PARIS: Les pays ne peuvent pas se permettre de ne pas collaborer entre eux pour lutter contre le financement du terrorisme, a déclaré mardi à l'AFP la présidente du Gafi, organisme international chargé de coordonner ce combat.

"Les terroristes ne respectent aucune frontière. Ils n'ont aucune limite. Les pays ne peuvent donc pas se permettre le luxe de ne pas travailler ensemble. Nous devons coopérer", a déclaré Elisa de Anda Madrazo juste avant une réunion internationale de lutte contre le financement du terrorisme, en marge de la réunion des ministres des Finances du G7 à Paris.

Le Gafi (Groupe d'action financière, basé à Paris) est un organisme international qui élabore des normes et coordonne l'action des États pour prévenir et combattre le blanchiment d'argent et le financement du terrorisme, notamment en évaluant les systèmes nationaux et en recommandant des mesures de contrôle.

Mme de Anda Madrazo fait ces déclarations alors que la coopération internationale et les approches multilatérales ont du plomb dans l'aile du fait du durcissement des postures des grandes puissances, notamment les Etats-Unis de Donald Trump, la Russie et la Chine.

"Nous devons coopérer. Nous devons échanger des informations. Prenez par exemple la France et les Jeux olympiques de 2024: plusieurs attaques terroristes ont été déjouées et stoppées grâce au renseignement financier. Nous savons donc que cela fonctionne et que cela peut dissuader les attaques.

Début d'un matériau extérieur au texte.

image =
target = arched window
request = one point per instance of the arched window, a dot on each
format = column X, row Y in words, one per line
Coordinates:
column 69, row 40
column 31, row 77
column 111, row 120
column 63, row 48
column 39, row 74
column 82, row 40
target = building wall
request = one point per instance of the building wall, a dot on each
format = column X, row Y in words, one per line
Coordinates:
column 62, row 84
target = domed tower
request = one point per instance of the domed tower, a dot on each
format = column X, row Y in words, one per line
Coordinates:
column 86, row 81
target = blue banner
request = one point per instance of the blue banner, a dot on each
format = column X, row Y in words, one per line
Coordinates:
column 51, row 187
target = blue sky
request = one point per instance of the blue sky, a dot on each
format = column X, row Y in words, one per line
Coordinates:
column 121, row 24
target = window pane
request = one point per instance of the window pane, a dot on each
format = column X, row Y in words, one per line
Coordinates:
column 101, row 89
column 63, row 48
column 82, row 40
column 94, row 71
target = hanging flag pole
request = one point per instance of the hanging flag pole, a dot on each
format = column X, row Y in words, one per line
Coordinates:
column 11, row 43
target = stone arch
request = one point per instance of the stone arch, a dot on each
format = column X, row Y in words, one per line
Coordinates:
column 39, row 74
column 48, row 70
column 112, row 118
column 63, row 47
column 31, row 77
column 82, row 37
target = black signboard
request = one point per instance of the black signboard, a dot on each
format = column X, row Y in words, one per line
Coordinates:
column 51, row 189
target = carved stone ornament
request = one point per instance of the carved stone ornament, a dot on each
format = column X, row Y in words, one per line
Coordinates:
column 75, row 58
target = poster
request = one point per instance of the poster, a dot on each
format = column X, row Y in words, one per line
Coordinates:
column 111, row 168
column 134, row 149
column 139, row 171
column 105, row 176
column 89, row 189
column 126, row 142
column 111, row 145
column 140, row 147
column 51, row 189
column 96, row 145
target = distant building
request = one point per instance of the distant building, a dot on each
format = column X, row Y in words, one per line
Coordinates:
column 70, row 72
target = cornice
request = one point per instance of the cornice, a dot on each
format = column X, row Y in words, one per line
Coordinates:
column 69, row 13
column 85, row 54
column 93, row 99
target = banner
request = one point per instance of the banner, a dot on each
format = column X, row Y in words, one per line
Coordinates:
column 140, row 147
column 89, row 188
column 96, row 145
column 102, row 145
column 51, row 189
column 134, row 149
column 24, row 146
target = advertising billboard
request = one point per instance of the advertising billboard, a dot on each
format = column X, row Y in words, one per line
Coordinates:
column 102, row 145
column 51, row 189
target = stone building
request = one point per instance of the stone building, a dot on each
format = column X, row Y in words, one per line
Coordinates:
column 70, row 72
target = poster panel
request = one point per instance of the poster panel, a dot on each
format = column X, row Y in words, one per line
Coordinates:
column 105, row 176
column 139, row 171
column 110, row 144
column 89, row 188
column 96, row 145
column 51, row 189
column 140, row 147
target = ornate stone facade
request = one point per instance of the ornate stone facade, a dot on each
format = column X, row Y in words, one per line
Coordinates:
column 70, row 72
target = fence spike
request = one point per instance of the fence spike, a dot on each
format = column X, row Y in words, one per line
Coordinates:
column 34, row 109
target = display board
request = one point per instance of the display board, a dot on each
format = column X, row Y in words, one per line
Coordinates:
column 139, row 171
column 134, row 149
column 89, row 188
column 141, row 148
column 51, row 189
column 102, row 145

Nous n'avons pas le luxe d'arrêter", a-t-elle déclaré.

Lors de sa prise de parole au début de la réunion, le Secrétaire américain au Trésor, Scott Bessent a réaffirmé que les Etats-Unis devaient être soutenus dans leur politique de sanctions contre l'Iran, un sujet qui n'est que marginalement lié à la lutte contre le financement du terrorisme, selon l'Elysée.

Lors de cette 5e conférence "No money for terror", qui réunit plusieurs dizaines de délégations, l'objectif est de "continuer à travailler pour être capable de faire face aux innovations, adapter les méthodes, les outils, partager les bonnes pratiques", selon la présidence française.

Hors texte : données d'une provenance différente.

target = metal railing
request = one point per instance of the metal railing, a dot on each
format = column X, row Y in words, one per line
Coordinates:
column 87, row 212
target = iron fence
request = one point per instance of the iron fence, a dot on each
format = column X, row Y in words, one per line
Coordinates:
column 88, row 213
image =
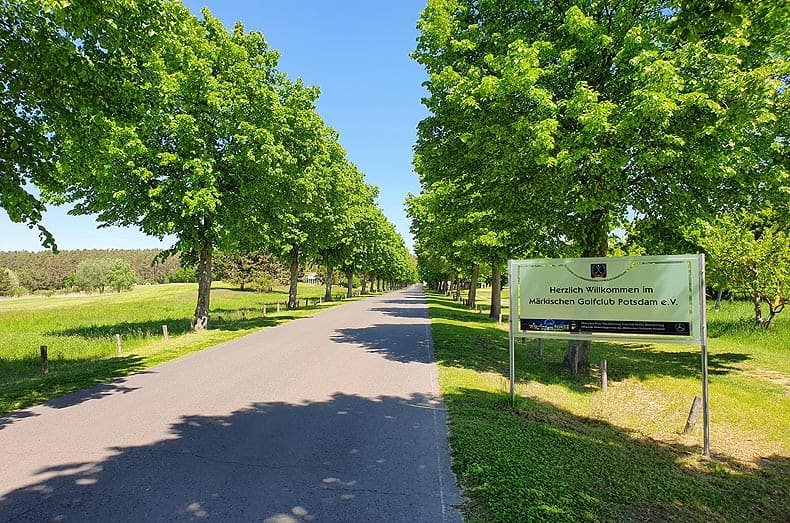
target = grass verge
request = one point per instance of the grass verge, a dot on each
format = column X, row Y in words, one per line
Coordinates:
column 568, row 452
column 80, row 334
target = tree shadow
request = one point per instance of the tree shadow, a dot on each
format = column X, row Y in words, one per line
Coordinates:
column 347, row 458
column 401, row 342
column 137, row 329
column 539, row 462
column 403, row 312
column 65, row 376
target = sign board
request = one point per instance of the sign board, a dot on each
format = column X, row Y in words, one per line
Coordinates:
column 630, row 298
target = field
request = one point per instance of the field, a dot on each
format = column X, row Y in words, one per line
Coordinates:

Les services de renseignement constatent un éclatement de la menace terroriste, notamment jihadiste, dans un environnement marqué d'une part par l'affaiblissement des deux grandes centrales, Al-Qaida et l'organisation de l'Etat islamique, au profit de leurs franchises territoriales, et d'autre part, par la montée en puissance de la menace intérieure, émanant de personnes isolées qui n'agissent pas nécessairement en lien avec des donneurs d'ordre en amont.

Les circuits de financement ont aussi évolué. "Le panorama que nous avons aujourd'hui est complètement différent de celui de 2018, lorsque cette conférence a commencé. À l'époque, tout était plus centralisé", rappelle Mme de Anda Madrazo.

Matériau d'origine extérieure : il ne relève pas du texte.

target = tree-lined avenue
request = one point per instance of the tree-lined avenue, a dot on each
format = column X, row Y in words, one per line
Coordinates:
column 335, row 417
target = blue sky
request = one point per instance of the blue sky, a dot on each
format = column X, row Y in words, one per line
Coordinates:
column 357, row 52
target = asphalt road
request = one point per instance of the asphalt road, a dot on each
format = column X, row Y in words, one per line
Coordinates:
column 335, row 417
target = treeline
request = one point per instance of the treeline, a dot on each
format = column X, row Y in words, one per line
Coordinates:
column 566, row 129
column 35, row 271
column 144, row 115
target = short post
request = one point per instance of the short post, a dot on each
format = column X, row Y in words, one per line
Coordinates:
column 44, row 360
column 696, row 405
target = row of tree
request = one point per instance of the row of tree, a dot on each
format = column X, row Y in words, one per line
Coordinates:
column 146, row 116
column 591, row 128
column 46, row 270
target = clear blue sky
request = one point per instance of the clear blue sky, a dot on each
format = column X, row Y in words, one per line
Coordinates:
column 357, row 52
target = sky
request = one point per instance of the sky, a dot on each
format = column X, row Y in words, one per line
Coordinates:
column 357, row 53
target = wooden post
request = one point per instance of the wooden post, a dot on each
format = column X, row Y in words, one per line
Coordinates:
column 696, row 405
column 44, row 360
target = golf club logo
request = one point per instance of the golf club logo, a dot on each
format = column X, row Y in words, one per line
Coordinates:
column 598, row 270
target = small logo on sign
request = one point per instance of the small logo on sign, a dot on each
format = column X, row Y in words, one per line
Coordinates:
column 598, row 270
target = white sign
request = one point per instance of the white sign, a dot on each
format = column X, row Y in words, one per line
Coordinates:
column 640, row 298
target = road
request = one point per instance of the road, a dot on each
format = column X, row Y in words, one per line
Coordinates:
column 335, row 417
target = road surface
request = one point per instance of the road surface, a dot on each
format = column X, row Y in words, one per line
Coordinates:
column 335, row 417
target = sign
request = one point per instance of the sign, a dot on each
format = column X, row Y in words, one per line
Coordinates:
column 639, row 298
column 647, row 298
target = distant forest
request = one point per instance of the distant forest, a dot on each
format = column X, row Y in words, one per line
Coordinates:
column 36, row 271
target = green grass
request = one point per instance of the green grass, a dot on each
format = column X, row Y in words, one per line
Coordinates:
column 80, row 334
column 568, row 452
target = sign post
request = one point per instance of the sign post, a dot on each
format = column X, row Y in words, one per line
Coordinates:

"Aujourd'hui, nous avons de multiples cellules et une plus grande décentralisation. Mais les outils ont aussi changé. Nous avons désormais les actifs virtuels, la numérisation et une économie dont l'architecture est différente. Et la combinaison des mécanismes traditionnels et des nouvelles technologies constitue effectivement un défi".